Мы сидели в тишине. Не в той звенящей, пугающей тишине, которая была в первые дни её приезда. А в теплой, уютной тишине живого дома.
Часть библиотеки мы всё-таки продали — коллекционерам, за хорошие деньги. На эти средства мы сделали пристройку к дому и обновили крышу. Оставшиеся книги Элеонора Генриховна аккуратно расставила на новых, простых сосновых стеллажах. И каждый вечер она брала одну из них, вооружалась канцелярским ножом и бережно разрезала страницы, читая вслух.
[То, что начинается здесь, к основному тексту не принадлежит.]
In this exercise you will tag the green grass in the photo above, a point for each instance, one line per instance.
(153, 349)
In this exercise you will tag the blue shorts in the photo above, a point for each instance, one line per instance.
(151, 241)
Она училась жить заново. Училась ценить вкус простой еды, тепло печи, искренность соседей. Училась быть настоящей. Это было грустно — осознавать, что настоящая жизнь началась для неё лишь на закате. Но это было и прекрасно.
Я смотрела на неё и думала о том, как часто мы цепляемся за вещи, статусы и придуманные образы, забывая о том, кто мы есть на самом деле.
А сколько вокруг нас таких «фасадов из красного дерева», за которыми скрывается лишь пустота и страх оказаться никому не нужным?